Pandoc: Support for plain text reader

Created on 23 May 2020 · 16Comments · Source: jgm/pandoc

A readPlain that more or less mirrors the existing writePlain would be very nice for dealing with plain text.

Currently we can either just wrap the text in Pandoc mempty [Str text] or just treat it as markdown, but we would likely get better results with a proper readPlain function.

reader

Source

tysonzero

Most helpful comment

I think there are really two main issues here:

Would having a 'plain' reader that isn't even close to being the inverse of the 'plain' writer create confusion?
What structural elements are recognized? Presumably spaces are collapsed (since Str elements in pandoc don't contain spaces) -- this would all be done by Builder.text -- and presumably we want blank lines to create new Paras. Would those things be acceptable?

jgm on 24 May 2020

👍3

All 16 comments

I think the reason that no reader was created for plain text is that plain text provides no information about formatting, for example, which text comprises section headers versus section bodies. Various strategies are sometimes used for simulating formatting in plain text, but are generally not clear enough for a machine to interpret.

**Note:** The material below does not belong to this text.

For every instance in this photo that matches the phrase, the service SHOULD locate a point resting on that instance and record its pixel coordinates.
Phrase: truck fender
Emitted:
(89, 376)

The varieties of Markdown provide clear rules that both a human and machine can follow, for creating and interpreting formatting information in documents that look like plain-text documents, and I suspect that the Markdown readers are as close as ever would be possible to a plain text reader.

brainchild0 on 23 May 2020

I realize very little formatting will be brought in.

All I really want is something that can read plain text without ruining it. As currently things like underscore and bracket usage could give results that don't match the writer's intention.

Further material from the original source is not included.